The choice between Original Medicare (with or without Medigap) and a Medicare Advantage plan impacts Medigap enrollment. Medigap policies work exclusively with Original Medicare. If you prefer Original Medicare’s flexibility to see any doctor or hospital nationwide, a Medigap plan enhances financial protection. If you prefer an all-in-one plan with prescription drug coverage and additional benefits, and are comfortable with network restrictions, a Medicare Advantage plan might be more appropriate.
Geographic mobility and provider choice are important. Frequent travelers within the U.S. or internationally benefit from Original Medicare’s broad acceptance, supplemented by a Medigap plan with foreign travel emergency coverage. This offers freedom to choose any Medicare-participating provider nationwide. Medicare Advantage plans often operate within specific service areas, requiring in-network providers, which limits choices.
Medigap policies do not cover long-term care (nursing home or assisted living), nor private-duty nursing. They also do not cover routine vision, dental, or hearing care, including eyeglasses, dental procedures, or hearing aids. Prescription drug coverage is not included; individuals require a separate Medicare Part D plan.
Understanding Medigap enrollment rules helps secure favorable coverage. The most significant period is the Medigap Open Enrollment Period (OEP). This six-month period begins when you turn 65 and enroll in Medicare Part B. During this time, insurers must sell any Medigap policy they offer, regardless of health status. They cannot deny coverage, place conditions, or charge higher premiums based on pre-existing conditions.

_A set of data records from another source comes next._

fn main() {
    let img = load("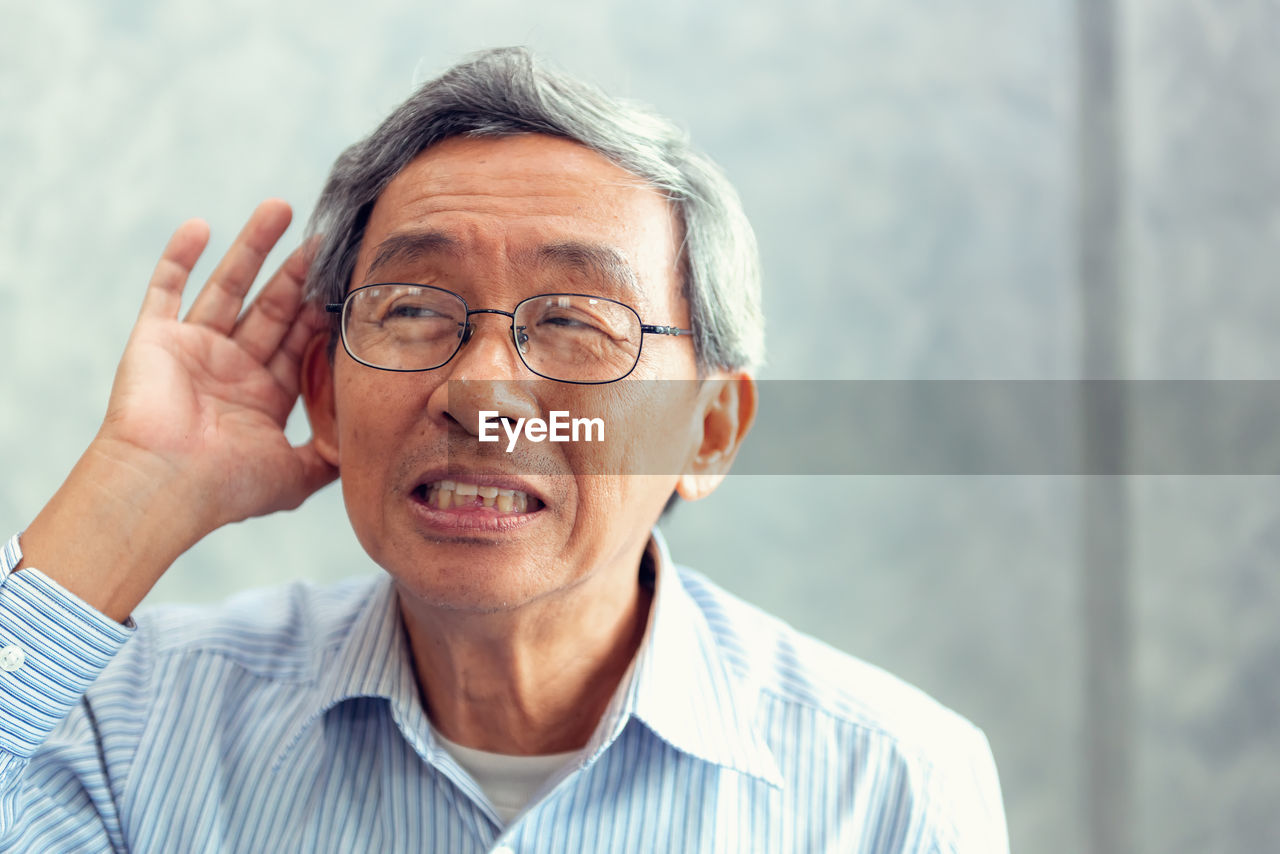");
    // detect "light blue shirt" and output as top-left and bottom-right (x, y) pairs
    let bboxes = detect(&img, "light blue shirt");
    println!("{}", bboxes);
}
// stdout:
(0, 538), (1009, 854)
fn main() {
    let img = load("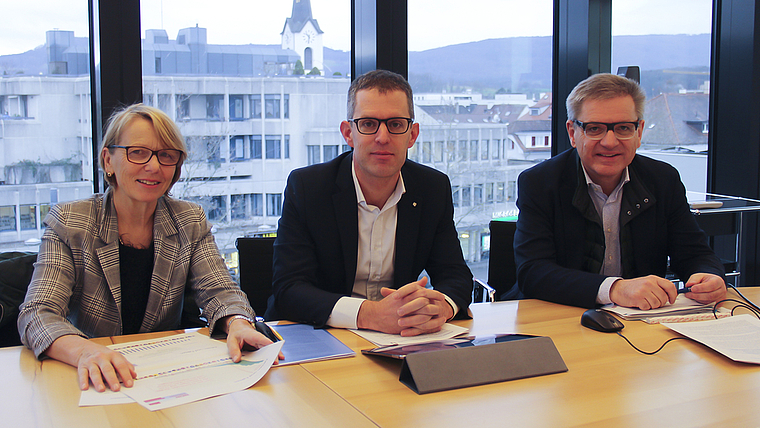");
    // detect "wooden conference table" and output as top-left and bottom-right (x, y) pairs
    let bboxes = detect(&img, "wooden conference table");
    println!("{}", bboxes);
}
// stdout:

This guaranteed issue right during the OEP protects beneficiaries. If you miss your Medigap OEP, you may still purchase a policy, but insurers can medically underwrite your application. Medical underwriting reviews health history, potentially leading to denied coverage, higher premiums, or waiting periods. Enrolling during the OEP is highly advantageous.
Specific situations outside the Medigap OEP also grant guaranteed issue rights. These arise when you lose certain health coverage, such as your employer group health plan coverage ending or a Medicare Advantage plan leaving your service area. These rights provide a window, typically 63 days, during which insurers must offer certain Medigap plans without medical underwriting.
When considering a Medigap policy, compare premiums from different insurance companies. While standardized Medigap plan benefits are identical across insurers for the same plan letter, premiums vary considerably. Contact multiple providers for quotes on your desired Medigap plan; this comparison can lead to significant cost savings.